Mark Putnam, a political strategist and television ad maker, told The New York Times he was leaving Biden’s campaign.

“I wish the vice president well,” Putnam said, before refusing to discuss the parameters of his exit.

He “declined to address the reasons for his departure,” according to the Times report, “though they did not appear to be related to Mr. Biden’s struggles over the last few weeks concerning abortion rights and race.”

On Tuesday, the Democrat frontrunner invoked his friendship with the late Sens. James Eastland (D-MS) and Herman Talmadge (D-GA) while arguing he was the best candidate to forge a bipartisan “consensus” if elected president.

“I was in a caucus with James O. Eastland,” Biden said in an exaggerated Southern drawl. “He never called me boy, he always called me son.”

“Well guess what?” the former vice president continued. “At least there was some civility. We got things done. We didn’t agree on much of anything. We got things done. We got it finished. But today you look at the other side and you’re the enemy. Not the opposition, the enemy. We don’t talk to each other anymore.”

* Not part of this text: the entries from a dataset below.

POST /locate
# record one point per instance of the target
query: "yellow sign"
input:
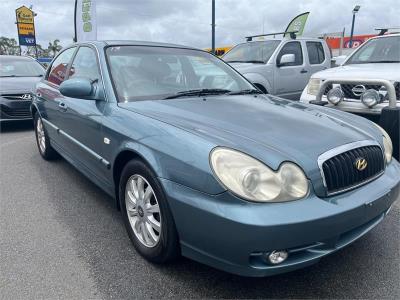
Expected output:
(24, 15)
(26, 29)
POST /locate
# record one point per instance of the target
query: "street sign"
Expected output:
(25, 26)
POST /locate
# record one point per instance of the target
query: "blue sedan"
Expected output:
(202, 164)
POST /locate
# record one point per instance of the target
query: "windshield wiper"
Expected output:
(246, 61)
(198, 92)
(383, 61)
(246, 92)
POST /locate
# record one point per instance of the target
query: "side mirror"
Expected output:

When Biden’s praise of the senators’ “civility” was reported it quickly caused stirs because both men were well-known segregationists. During their long tenures in the Senate, Eastland and Talmadge were at the forefront of the resistance to integration and civil rights.

The backlash grew throughout Wednesday, especially after Biden’s White House competitors began denouncing the comments as insensitive and inappropriate. The situation was only aggravated when Biden’s campaign attempted to dismiss the controversy by suggesting criticism of the vice president’s praise of the Democrat segregationists was “disingenuous.”

Biden, himself, only added to the troubles by standing defiant when asked if he would issue an apology on Wednesday.

“Apologize for what?” Biden said, adding he “could not have disagreed with Jim Eastland more.”

The former vice president also took a shot at his fellow 2020 Democrat presidential hopeful, Sen. Cory Booker (D-NJ), who earlier in theday delivered an impassioned rebuke of Biden’s remarks.

“Cory should apologize. He knows better,” Biden said. “There’s not a racist bone in my body. I’ve been involved in civil rights my whole career, period, period, period.”